Unlike some proprietary systems, ESMFold2 operates fully open source under the MIT license. This accessibility allows global researchers to inspect, modify, and build upon the code without restrictions common in closed models.
Practical Applications in Research and Design
Early uses include designing high-affinity protein binders targeting five disease-related proteins: EGFR and PDGFRβ in cancer pathways, PD-L1 and CTLA-4 as immune checkpoints, and CD45 in immune signaling. Laboratory validation showed a high success rate for these computationally designed molecules.
The atlas supports discovery of novel biology by enabling searches for structural similarities across distant evolutionary branches. Scientists can now explore metagenomic proteins at unprecedented scale, potentially identifying new enzymes or regulatory mechanisms relevant to biotechnology and medicine.
Implications for Academic and Research Communities
University laboratories and independent researchers gain immediate access to tools previously limited by computational barriers or licensing. The open release facilitates integration into existing workflows for structural biology, drug discovery, and synthetic biology programs.
PhD students and postdoctoral researchers in bioinformatics, computational biology, and related fields can train on or extend these models using publicly available code and data. This supports curriculum development in AI applications to life sciences and encourages collaborative projects across institutions.
Technical Accessibility and Infrastructure
Optimized kernels developed in collaboration with NVIDIA enable efficient inference on standard hardware. Researchers with moderate compute resources can process substantial portions of the atlas or generate new predictions without specialized supercomputing facilities.
The full suite—ESMC, ESMFold2, and the ESM Atlas—is hosted on the Biohub Platform for free access. A preprint detailing the methods and results accompanies the release, providing transparency for peer review and further development.
Photo by Mockup Free on Unsplash
Future Directions in Protein Biology Modeling
This release represents progress toward comprehensive world models of protein biology that integrate sequence, structure, and function.

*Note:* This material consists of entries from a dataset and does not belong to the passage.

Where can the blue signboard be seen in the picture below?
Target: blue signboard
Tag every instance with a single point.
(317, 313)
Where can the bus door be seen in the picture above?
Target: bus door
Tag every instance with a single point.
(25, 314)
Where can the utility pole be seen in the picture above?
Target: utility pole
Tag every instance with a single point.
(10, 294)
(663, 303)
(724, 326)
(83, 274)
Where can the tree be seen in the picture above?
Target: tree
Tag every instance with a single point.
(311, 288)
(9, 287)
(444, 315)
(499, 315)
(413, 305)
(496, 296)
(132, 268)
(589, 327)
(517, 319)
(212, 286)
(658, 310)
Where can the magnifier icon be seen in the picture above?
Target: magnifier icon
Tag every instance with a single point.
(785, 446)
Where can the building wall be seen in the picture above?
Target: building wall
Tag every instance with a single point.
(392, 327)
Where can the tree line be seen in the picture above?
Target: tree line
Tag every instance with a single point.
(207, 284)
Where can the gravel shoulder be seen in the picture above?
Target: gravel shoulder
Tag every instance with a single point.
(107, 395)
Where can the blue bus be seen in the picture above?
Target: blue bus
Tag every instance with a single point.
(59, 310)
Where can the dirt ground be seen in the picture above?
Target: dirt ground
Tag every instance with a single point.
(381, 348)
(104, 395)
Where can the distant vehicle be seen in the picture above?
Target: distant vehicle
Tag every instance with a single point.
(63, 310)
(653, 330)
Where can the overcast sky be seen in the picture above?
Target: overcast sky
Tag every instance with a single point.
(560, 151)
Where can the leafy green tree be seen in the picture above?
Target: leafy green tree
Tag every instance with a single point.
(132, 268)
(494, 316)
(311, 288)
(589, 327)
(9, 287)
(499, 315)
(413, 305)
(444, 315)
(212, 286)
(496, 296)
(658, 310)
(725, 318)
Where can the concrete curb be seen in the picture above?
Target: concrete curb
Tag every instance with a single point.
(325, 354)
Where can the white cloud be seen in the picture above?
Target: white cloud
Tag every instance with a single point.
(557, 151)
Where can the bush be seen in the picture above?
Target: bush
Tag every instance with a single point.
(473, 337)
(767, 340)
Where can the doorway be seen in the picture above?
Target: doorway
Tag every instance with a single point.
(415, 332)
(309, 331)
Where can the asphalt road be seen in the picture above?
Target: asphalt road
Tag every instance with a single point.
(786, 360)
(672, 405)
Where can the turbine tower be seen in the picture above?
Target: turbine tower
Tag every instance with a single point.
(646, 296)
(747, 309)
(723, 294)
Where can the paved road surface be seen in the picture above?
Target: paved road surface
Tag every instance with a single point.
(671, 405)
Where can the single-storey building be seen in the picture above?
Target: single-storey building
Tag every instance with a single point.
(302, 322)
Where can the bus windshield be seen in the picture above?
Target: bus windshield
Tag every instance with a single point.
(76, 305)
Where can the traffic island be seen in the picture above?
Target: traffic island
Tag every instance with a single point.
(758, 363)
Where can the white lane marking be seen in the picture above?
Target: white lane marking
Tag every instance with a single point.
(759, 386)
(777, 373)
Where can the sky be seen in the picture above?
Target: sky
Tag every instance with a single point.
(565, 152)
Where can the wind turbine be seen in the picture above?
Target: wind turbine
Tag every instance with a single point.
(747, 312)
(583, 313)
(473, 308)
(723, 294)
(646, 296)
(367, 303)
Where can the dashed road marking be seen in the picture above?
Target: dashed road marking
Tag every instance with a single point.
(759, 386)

Continued scaling and refinement could enable programmable approaches to designing molecular tools for disease prevention and treatment.
Broader adoption may accelerate annotation of the protein universe, revealing functional insights from the vast majority of sequences that remain uncharacterized. Open ecosystems like this one promote reproducibility and innovation across the scientific community.
Broader Context in AI and Life Sciences
Protein structure prediction has evolved rapidly since the introduction of AlphaFold systems, which mapped nearly 200 million structures. The ESMFold2 atlas more than quadruples that scale while emphasizing openness and metagenomic diversity.
Such resources complement experimental efforts and support hybrid approaches where AI predictions guide targeted laboratory validation. The emphasis on evolutionary patterns learned from billions of sequences underscores the value of large-scale data in uncovering biological principles.